While doing T316079#9109164, I noticed the linkrecommendation-internal-load-datasets k8s pod is having errors:
[urbanecm@deploy1002 ~]$ kube_env linkrecommendation eqiad [urbanecm@deploy1002 ~]$ kubectl get pods NAME READY STATUS RESTARTS AGE [...] linkrecommendation-internal-load-datasets-28209900-l7c5w 0/1 Completed 0 31h linkrecommendation-internal-load-datasets-28209960-nr7nb 0/1 Completed 0 30h linkrecommendation-internal-load-datasets-28210020-rjff6 0/1 Completed 0 29h linkrecommendation-internal-load-datasets-28211760-7dxzs 0/1 Error 0 52m linkrecommendation-internal-load-datasets-28211760-k2plz 0/1 Error 0 52m [urbanecm@deploy1002 ~]$
Upon investigating the errors, I saw the following:
[urbanecm@deploy1002 ~]$ kubectl logs linkrecommendation-internal-load-datasets-28211760-k2plz > load-datasets-logs.json [urbanecm@deploy1002 ~]$ jq -r .exc_info < load-datasets-logs.json Traceback (most recent call last): File "load-datasets.py", line 440, in <module> main() File "load-datasets.py", line 433, in main run(args) File "load-datasets.py", line 255, in run % (dataset, remote_checksum.status_code) RuntimeError: Unable to download checksum for anchors, status code: 404. [urbanecm@deploy1002 ~]$ jq -r .output < load-datasets-logs.json [...] == Attempting to download datasets (anchors, redirects, pageids, w2vfiltered, model) for gagwiki == Checksum in database matches remote checksum, skipping download for anchors Checksum in database matches remote checksum, skipping download for redirects Checksum in database matches remote checksum, skipping download for pageids Checksum in database matches remote checksum, skipping download for w2vfiltered Checksum in database matches remote checksum, skipping download for model All datasets for gagwiki are up-to-date! == Attempting to download datasets (anchors, redirects, pageids, w2vfiltered, model) for ganwiki == [urbanecm@deploy1002 ~]$
It seems fetching the data failed for ganwiki, because the datasets are not available.

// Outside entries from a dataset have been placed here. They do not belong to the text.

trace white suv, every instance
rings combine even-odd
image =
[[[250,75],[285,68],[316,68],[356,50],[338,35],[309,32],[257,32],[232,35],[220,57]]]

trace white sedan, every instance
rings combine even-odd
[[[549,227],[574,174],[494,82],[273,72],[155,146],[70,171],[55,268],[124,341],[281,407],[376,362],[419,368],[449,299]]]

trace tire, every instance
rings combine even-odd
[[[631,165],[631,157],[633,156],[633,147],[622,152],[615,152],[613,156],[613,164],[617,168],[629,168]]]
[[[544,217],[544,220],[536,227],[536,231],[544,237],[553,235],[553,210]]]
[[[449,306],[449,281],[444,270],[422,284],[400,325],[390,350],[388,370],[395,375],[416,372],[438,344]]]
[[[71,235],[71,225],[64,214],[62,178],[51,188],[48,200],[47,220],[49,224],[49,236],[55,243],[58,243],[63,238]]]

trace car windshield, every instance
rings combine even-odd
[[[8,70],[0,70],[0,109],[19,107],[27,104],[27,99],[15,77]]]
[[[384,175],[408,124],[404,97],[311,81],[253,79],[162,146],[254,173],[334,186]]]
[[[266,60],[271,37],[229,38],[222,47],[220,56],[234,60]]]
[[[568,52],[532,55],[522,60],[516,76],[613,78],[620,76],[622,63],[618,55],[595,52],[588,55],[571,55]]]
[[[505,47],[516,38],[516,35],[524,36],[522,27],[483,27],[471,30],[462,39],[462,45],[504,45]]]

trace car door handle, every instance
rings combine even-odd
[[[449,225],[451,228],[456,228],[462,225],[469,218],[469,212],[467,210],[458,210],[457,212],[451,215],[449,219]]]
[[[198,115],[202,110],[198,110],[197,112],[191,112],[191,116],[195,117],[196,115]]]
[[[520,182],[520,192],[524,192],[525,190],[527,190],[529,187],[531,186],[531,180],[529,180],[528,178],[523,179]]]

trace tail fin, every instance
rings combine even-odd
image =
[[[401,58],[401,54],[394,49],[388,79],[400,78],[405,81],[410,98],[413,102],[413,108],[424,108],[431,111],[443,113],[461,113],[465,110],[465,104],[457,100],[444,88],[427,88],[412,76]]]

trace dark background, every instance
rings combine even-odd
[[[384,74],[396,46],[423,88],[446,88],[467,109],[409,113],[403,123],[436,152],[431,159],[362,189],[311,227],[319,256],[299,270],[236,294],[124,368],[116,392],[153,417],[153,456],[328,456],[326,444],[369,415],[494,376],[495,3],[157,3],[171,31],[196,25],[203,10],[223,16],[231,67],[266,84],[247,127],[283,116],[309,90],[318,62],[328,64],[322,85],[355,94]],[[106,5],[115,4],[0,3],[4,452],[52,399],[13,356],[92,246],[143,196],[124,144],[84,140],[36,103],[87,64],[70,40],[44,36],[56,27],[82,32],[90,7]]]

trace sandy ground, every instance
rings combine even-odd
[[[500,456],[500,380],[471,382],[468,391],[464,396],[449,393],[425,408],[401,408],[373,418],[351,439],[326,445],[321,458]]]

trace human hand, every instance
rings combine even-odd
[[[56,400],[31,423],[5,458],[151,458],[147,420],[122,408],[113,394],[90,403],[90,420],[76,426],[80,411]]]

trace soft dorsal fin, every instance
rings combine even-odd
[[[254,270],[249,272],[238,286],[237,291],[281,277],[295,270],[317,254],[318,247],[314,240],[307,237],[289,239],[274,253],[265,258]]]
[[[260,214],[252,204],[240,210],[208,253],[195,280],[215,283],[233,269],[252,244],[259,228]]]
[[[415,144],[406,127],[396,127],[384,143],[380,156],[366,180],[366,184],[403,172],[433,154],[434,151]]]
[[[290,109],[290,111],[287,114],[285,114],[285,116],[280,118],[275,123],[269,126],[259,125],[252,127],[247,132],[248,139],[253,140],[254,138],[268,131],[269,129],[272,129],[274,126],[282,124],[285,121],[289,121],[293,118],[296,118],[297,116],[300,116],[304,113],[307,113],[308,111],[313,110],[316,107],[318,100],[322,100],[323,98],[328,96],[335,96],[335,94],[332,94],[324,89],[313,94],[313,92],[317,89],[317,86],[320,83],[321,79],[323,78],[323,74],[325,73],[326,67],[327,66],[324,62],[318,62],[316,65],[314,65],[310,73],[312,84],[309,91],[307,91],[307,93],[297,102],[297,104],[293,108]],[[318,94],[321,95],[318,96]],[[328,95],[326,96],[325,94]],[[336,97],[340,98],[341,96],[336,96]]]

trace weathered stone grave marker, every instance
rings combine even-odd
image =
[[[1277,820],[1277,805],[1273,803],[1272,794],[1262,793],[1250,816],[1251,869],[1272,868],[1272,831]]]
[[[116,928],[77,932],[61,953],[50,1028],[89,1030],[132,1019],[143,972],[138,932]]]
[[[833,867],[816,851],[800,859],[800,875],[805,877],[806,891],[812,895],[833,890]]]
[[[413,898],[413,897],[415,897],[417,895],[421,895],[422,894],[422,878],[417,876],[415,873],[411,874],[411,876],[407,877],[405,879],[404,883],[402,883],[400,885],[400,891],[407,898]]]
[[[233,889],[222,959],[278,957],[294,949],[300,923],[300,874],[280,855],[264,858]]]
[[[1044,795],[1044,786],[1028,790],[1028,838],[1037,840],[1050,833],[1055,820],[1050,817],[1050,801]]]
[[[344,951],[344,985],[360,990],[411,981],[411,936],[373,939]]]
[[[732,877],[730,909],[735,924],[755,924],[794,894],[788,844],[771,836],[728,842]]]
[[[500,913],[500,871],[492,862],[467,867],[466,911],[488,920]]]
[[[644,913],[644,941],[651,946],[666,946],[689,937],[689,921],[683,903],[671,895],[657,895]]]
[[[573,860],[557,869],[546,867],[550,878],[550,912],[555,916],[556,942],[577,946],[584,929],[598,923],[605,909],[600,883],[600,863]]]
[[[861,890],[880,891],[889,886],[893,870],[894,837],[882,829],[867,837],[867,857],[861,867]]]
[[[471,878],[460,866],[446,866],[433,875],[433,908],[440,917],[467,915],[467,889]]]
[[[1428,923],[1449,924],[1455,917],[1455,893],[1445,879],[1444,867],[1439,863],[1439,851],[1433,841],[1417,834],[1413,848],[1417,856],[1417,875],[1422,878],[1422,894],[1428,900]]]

Reviewing the current state at https://analytics.wikimedia.org/published/datasets/one-off/research-mwaddlink/ shows that ganwiki (and krcwiki) directories don't exist, but are advertised in wikis.txt, which is the source of truth for the linkrecommendation k8s service.
We need to update wikis.txt to meet the reality.